- Peter Tsokos, de origen griego, creó una página web para ofrecer varios cayos cuyos montos van desde los 85,000 dólares hasta los 494 mil
- Tsokos y su abogado niegan la destrucción de huevos de tortugas y la utilización de la Policía de Bluefields para el cuido de los cayos
Amalia Morales y César Cá[email protected]
Peter Tsokos, seguro de ser propietario de siete de los islotes que constituyen los Cayos Perlas, situados frente a la RAAS, vendió ya dos de los que adquirió hace cinco años.
Los cayos fueron puestos en venta a través de internet. Tsokos creó una página web, cuya dirección es: www.tropical-islands.com.
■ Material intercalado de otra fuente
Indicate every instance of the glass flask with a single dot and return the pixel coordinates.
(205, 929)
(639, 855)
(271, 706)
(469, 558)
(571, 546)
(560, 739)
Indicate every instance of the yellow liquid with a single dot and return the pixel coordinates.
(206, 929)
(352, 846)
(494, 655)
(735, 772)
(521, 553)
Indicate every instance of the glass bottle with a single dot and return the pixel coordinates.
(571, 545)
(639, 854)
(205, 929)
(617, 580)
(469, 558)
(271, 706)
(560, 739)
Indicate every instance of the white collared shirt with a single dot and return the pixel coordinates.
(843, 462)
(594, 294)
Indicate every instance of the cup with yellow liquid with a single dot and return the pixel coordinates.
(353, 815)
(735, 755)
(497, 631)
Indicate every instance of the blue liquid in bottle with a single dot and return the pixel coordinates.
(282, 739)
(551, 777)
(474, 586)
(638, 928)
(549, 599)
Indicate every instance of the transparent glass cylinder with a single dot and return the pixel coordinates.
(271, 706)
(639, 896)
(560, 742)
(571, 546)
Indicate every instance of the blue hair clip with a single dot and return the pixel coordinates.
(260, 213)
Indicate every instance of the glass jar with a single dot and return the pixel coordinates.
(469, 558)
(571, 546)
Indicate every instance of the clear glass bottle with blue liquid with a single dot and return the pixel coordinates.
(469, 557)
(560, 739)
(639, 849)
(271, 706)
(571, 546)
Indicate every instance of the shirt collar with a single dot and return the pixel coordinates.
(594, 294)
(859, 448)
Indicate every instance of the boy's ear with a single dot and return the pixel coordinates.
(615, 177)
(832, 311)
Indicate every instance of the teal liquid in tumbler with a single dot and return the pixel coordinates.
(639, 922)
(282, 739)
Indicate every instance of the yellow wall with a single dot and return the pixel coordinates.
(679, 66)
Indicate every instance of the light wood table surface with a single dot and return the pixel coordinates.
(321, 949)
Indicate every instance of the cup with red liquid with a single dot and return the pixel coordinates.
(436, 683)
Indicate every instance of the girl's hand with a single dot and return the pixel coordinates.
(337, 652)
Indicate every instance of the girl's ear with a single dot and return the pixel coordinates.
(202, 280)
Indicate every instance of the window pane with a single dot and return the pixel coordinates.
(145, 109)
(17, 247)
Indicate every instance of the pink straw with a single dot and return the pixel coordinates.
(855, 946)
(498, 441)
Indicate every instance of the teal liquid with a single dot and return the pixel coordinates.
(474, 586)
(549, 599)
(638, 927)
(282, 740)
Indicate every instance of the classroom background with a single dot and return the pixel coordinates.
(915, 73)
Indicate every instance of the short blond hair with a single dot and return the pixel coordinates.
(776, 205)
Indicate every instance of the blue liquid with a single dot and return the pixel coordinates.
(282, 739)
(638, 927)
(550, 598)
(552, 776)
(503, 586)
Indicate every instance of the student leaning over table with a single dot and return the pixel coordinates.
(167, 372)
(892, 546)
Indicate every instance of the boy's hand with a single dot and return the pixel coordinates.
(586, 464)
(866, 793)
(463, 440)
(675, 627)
La página en inglés pone a la venta al menos cinco islotes del Caribe de Nicaragua con precios que oscilan entre los 85,000 dólares hasta los 494 mil dólares.
Tsokos, que es de la idea de “atraer inversionistas” a Nicaragua, vendió el primer islote el año pasado, a una familia norteamericana de apellido Horsley.
En septiembre de este año vendió otra de las paradisíacas islitas. Esta vez a una familia de ingleses de apellidos Gasking, quienes desde hace seis semanas se establecieron en su islote, en donde planean permanecer de por vida e instalar una escuela de buceo.
Tsokos que brindó entrevista a LA PRENSA vía telefónica, se negó a revelar en ambos casos los montos de esas transacciones.
Sin embargo, su representante legal en Bluefields, Peter Martínez, explicó que el último cayo que tiene un tamaño de dos manzanas, se vendió en aproximadamente 240 mil dólares.
Mientras que Tsokos contó que su adquisición de los siete cayos, hace cinco años, sobrepasó los 200 mil dólares.
Respecto a la legalidad de la compra, Martínez explicó que la legitimidad de esa adquisición la respalda una resolución de la Contraloría General de la República (CGR), que se emitió en 1997 a solicitud de la Asamblea Nacional, la que a su vez respondiera a la petición del alcalde de Laguna de Perlas, uno de los primeros en protestar la autenticidad de la compra.
En su resolución la Contraloría consideró legal la compra, puesto que existe una historia registral, que respalda los títulos de propiedad de las familias Hooker, Kirkland, Jackson, Taylor, oferentes de los siete cayos adquiridos por Tsokos.
Martínez destacó que en 300 años por ese territorio nunca nadie pagó tributos, pero que Tsokos en concepto de Impuesto de Bienes Inmuebles (IBI) pagó 5,400 dólares a la alcaldía local.
SON VIGILANTES NO POLICIAS
Tanto Tsokos como su abogado Peter Martínez, niegan la destrucción de los huevos de tortugas y la utilización de la Policía de Bluefields para el cuido de los cayos.
Martínez dijo que se contrataron a cinco personas para cuidar los cayos y evitar que sirvan de puente para el narcotráfico y para proteger la anidación de tortugas, según agregó Tsokos.
Esos celadores permanecen en los islotes. En cuatro de los cinco cayos de Tsokos hay casas de habitación. Sin embargo, el propietario dijo que son construcciones pequeñas, con lo necesario para subsistir.
También se supo que la familia inglesa, que recién adquirió uno de los cayos de dos manzanas, ya montó su vivienda.
PROYECTO ECOTURISTICO
Peter Tsokos reveló que una de sus pretensiones con los cayos es el montaje de un proyecto ecoturístico, dentro de por lo menos dos años, para el que espera constituir una Sociedad Anónima en combinación con otros inversionistas interesados en los Cayos.
Entre los planes del griego figura la construcción de unas 10 cabañas. Sin embargo, no detalla la capacidad de alojamiento que éstas tendrían.
Para la inversión en un proyecto del que aún no calcula costos, el griego dijo que se necesita orden. “Cada comprador de estos cayos viene a invertir. Nadie quiere botar su plata”, dice.
Pese a las reservas del propietario, Peter Martínez, representante legal de Tsokos (y de otros inversionistas interesados en recursos de la Costa Atlántica como los italianos Varila S.A., que quisieron desarrollar un proyecto en los humedales de Corn Island), dijo que hace tres años se presentó ante el Instituto de Turismo (INTUR) un primer borrador de ese proyecto de ecoturismo en los Cayos Perlas.